Our objective in this paper is to study the optimal dynamic portfolio policy in the presence of capital-gains tax when using the exact tax basis. This is an important problem given that most investors face taxes on their stock holdings. Moreover, the magnitude of the capital gains tax is quite large it typically ranges from twenty percent to forty percent and so is much larger than transactions costs, which are usually less than one percent.
In spite of the importance of this problem, the optimal portfolio policies in the presence of capital gains tax using the exact tax basis have not been studied in the literature. The main reason for this is that computing the optimal portfolio policy of an investor subject to capital gains taxes is a challenging task. The difficulty is that the tax to be paid depends not only on the selling price, but also on the price at which the securities were purchased, that is, the tax basis. As a consequence, the optimal policy is path dependent and the size of the problem grows exponentially with the number of time periods.

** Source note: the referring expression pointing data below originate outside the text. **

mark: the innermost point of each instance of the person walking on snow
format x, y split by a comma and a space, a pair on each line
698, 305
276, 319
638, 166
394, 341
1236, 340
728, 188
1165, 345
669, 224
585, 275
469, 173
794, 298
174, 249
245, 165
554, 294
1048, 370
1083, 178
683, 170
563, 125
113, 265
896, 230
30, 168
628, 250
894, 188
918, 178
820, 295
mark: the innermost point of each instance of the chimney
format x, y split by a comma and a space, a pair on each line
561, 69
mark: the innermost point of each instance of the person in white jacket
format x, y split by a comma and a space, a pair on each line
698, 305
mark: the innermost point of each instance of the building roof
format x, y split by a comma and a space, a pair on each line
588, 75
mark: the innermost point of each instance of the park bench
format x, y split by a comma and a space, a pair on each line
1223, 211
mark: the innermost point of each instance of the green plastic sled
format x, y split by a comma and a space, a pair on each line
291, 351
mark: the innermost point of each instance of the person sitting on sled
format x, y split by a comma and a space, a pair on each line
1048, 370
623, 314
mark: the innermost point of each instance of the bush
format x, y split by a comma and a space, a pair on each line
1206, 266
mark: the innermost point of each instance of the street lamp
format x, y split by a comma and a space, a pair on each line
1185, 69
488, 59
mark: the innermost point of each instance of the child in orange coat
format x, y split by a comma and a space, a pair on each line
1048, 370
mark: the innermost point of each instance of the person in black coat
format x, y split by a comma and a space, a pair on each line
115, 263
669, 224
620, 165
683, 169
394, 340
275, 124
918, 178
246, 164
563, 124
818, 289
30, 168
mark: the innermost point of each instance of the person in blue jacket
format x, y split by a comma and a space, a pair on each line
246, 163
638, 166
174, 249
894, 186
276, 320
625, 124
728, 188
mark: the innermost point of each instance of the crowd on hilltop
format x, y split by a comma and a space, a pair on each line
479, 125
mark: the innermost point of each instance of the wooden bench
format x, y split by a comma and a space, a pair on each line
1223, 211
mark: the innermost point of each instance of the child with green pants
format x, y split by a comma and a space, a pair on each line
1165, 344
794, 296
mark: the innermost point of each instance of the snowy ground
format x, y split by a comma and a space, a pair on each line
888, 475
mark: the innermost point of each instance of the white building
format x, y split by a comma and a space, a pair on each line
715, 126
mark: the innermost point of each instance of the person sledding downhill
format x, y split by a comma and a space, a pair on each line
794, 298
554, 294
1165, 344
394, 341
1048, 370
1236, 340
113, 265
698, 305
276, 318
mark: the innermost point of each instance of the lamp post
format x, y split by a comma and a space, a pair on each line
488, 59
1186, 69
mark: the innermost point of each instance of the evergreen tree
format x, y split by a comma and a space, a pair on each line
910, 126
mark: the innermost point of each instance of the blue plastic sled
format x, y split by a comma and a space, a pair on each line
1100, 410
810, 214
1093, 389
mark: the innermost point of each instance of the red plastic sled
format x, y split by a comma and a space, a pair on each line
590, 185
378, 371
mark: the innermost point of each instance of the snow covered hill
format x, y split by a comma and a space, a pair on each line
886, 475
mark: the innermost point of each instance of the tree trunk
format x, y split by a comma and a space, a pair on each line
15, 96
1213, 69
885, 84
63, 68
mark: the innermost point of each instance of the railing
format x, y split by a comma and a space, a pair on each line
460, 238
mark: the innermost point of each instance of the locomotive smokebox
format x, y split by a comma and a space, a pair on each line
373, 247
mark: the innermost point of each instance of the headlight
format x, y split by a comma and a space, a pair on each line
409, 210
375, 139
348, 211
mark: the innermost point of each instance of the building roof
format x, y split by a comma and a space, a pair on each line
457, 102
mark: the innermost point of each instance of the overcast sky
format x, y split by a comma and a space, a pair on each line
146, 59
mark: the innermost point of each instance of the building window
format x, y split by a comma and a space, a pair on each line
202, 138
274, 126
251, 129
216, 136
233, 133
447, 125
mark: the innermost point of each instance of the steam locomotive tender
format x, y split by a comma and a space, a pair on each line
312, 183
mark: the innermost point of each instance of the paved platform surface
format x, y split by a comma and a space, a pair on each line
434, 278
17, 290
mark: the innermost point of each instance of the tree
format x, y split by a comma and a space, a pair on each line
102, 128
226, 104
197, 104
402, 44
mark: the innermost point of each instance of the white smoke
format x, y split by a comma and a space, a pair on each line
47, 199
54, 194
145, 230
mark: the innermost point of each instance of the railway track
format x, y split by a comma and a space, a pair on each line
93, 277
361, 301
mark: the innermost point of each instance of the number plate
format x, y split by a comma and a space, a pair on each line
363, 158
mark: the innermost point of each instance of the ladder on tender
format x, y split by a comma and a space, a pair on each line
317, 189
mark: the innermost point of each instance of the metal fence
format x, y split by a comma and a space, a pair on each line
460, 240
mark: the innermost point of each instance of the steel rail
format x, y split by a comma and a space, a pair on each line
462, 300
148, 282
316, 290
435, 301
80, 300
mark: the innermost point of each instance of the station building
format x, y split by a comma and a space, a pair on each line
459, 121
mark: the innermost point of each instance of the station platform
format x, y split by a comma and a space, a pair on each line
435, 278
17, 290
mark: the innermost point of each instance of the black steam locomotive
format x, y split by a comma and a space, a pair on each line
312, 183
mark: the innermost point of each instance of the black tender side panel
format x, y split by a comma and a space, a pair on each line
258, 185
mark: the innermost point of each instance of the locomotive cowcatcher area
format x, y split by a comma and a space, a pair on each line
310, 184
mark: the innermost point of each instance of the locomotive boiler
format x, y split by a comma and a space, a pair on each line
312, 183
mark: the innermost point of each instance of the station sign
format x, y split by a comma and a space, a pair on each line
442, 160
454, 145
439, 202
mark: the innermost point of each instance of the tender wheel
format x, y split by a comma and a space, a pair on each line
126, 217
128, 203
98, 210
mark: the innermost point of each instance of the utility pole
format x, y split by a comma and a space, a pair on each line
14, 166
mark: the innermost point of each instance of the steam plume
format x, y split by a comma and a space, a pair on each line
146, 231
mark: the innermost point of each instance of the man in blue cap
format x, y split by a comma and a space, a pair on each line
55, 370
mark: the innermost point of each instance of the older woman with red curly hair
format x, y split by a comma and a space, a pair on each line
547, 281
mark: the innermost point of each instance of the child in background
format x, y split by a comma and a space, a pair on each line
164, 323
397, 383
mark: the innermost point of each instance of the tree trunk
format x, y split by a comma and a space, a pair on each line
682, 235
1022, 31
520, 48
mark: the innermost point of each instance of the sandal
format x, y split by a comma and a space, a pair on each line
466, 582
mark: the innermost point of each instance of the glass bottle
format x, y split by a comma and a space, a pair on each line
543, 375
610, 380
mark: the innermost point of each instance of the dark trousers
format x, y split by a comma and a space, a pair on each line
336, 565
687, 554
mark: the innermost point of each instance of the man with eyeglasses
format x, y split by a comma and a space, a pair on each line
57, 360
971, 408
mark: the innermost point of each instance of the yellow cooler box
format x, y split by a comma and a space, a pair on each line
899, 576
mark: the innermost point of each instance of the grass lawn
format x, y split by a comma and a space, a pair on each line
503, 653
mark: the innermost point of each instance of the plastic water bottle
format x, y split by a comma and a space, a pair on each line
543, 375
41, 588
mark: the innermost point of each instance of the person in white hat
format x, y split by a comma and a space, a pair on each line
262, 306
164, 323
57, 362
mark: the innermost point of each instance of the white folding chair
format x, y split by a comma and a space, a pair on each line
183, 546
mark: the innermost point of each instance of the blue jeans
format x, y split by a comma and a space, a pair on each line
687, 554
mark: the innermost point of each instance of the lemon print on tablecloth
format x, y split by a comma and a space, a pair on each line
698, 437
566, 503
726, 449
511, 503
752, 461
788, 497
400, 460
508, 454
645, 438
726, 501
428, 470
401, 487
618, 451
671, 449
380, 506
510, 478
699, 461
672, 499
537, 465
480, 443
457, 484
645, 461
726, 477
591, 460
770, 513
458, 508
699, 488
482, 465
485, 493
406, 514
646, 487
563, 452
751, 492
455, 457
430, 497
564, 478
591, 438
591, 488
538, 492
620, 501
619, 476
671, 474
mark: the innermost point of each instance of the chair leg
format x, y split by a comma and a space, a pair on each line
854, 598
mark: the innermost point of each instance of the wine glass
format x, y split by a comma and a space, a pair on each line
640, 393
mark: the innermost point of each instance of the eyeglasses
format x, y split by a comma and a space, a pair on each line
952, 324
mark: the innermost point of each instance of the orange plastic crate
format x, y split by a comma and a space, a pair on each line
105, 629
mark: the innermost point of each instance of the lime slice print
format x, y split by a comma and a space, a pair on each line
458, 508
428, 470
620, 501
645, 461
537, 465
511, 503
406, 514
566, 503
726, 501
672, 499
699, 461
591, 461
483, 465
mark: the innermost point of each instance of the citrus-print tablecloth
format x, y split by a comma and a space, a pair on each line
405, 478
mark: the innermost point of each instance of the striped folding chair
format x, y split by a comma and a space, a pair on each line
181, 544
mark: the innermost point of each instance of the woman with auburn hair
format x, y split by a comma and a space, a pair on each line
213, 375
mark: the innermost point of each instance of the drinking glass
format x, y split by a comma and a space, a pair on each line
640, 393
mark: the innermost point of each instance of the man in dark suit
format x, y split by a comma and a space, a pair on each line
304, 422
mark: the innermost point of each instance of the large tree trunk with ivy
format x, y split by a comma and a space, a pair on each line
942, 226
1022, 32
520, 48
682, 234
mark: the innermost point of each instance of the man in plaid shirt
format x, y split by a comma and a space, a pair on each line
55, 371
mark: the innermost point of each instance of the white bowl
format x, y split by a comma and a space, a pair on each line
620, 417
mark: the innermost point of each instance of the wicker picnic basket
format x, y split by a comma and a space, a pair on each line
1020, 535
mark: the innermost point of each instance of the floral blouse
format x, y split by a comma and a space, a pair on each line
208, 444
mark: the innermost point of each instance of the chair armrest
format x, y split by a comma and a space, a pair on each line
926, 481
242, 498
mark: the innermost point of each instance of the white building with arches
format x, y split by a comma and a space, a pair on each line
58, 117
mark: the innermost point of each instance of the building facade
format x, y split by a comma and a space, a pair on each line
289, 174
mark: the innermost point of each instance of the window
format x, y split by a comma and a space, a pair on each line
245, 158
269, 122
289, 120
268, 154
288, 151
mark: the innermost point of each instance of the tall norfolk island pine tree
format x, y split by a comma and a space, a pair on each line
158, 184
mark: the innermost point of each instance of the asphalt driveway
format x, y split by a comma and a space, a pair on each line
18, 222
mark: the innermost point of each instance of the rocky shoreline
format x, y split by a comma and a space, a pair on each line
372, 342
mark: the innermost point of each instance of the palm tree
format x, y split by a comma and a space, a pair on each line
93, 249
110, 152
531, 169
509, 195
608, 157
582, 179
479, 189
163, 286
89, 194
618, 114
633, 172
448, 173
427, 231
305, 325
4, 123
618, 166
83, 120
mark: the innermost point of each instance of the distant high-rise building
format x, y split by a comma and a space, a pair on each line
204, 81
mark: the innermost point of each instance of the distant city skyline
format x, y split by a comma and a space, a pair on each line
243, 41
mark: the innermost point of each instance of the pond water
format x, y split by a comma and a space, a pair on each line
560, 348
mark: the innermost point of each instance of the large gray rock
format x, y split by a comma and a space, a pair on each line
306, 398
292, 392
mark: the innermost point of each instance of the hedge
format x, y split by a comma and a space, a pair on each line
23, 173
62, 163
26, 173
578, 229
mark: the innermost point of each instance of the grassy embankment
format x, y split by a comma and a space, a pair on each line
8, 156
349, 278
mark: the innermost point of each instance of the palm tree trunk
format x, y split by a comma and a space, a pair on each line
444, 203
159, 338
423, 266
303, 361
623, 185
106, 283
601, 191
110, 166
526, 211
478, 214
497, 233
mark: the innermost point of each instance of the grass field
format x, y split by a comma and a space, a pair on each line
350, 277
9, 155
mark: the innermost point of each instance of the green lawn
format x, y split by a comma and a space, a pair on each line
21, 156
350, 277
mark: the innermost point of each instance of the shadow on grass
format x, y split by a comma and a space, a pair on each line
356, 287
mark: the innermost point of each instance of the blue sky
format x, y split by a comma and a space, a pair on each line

Constantinides (1983) shows that, if shortselling were costless and unconstrained, the optimal policy would be to realize all losses immediately and to defer all gains. The investor optimally defers all gains because, with costless shortselling, she prefers to short sell those securities with an embedded capital gain instead of selling them, avoiding any tax payment and thus capturing the time value of taxes. Also, an investor should realize all losses by selling any securities whose price falls below their tax basis in order to get a tax rebate, and then rebalance her portfolio by buying the securities at the current price; this operation is known as a wash sale. In essence, costless shortselling allows one to separate the portfolio problem from the tax timing problem. However, in practice short selling is not costless and it may also be prohibited by the tax authorities, and thus, in this paper we focus on the portfolio problem for the case where short sales are prohibited.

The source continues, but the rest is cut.